Local government also has an environmental mandate. However, they lack resources and skills to proactively manage commons.25 Few local municipalities mention ecosystem goods and services in their IDPs, other than commercially-focused projects based on ecotourism or livestock enterprises. Yet, when local residents lose access to a sustainable supply, either through over-use, population growth, or zonation of the land for urbanisation, then poverty levels in these local areas increase. For example, urban fuelwood collectors at Alicedale in the Eastern Cape lamented that when a new hotel and golf course were developed, they had to walk much further to collect fuelwood supplies for cooking, resulting in their having less time available to work casually in town;7 when harvesters at Tharfield village were banned by conservation officials from harvesting forest restios, several lost their primary means of cash income.9

Finding or making a champion

In conclusion, it is clear that currently there is no government department in South Africa that has a clear, comprehensive and financed focus on promoting sustainable natural resource use. Additionally, there is no government programme promoting sustainable live-lihoods that takes cognisance of the existing immense contribution of ecosystem services and natural resources to livelihoods, and consequently the State. There are far too few formal government initiatives for poverty alleviation based on natural resource use (such as Working for Water), or building on existing initiatives and trade networks of local communities. How long can this continue? Perhaps the time is ripe for the establishment of a directorate of natural resource management in at least one of the national departments that nominally deal with natural resource issues (a cross-cutting rural livelihoods ministry would probably be better). The mandate and focus of such a directorate would not be punitive and policing, but to actively engage with rural communities in a participatory fashion through appropriately trained extension officers to foster harvesting of natural resources in a sustainable manner, and, where the resource is to be traded, add value at a level fitting the target market, i.e. local, regional or national.
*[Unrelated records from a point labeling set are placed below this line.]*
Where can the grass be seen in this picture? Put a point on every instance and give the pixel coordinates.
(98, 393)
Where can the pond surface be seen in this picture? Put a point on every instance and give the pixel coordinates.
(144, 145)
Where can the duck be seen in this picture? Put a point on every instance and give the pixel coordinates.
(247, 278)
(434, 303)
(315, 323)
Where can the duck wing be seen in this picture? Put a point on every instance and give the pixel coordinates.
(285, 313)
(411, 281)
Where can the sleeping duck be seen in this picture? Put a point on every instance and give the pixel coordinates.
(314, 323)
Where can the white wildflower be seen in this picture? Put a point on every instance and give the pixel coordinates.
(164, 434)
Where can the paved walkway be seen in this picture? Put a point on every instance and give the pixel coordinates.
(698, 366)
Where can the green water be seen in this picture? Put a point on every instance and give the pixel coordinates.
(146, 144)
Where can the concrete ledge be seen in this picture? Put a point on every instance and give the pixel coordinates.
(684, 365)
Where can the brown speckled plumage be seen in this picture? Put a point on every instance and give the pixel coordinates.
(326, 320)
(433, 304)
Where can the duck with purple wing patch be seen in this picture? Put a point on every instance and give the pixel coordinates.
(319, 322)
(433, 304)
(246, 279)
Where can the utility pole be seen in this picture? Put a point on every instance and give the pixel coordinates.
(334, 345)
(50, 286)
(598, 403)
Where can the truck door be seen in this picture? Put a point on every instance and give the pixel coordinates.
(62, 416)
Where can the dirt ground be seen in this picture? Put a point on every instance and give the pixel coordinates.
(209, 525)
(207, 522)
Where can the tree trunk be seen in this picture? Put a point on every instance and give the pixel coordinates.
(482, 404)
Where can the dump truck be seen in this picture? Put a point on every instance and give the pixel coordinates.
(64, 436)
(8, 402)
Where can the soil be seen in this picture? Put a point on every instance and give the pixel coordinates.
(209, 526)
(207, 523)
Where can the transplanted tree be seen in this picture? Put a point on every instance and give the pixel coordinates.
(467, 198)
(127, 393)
In local areas where use of specific resources has reached unsustainable levels, which is jeopardising local livelihoods, increasing poverty, and impairing ecosystem structure and function, they would promote activities to address this. There is a large suite of options in such situations, such as promoting sustainable harvest approaches for remaining stocks, a community 'permit' system for outside harvesters, species or resource substitution, landscape or species restoration, enrichment planting, home cultivation or rearing, sourcing sustainably harvested stocks elsewhere, negotiating access to State or private lands for 'accredited' harvesters and community-based monitoring. But with increasing levels of unsustainable use the time has come for the real custodian of natural resource management to stand up.

I am grateful for useful comments on earlier drafts from Jenny Botha and Wayne Twine, colleagues with deep experience and insights in natural resource management challenges in rural South Africa.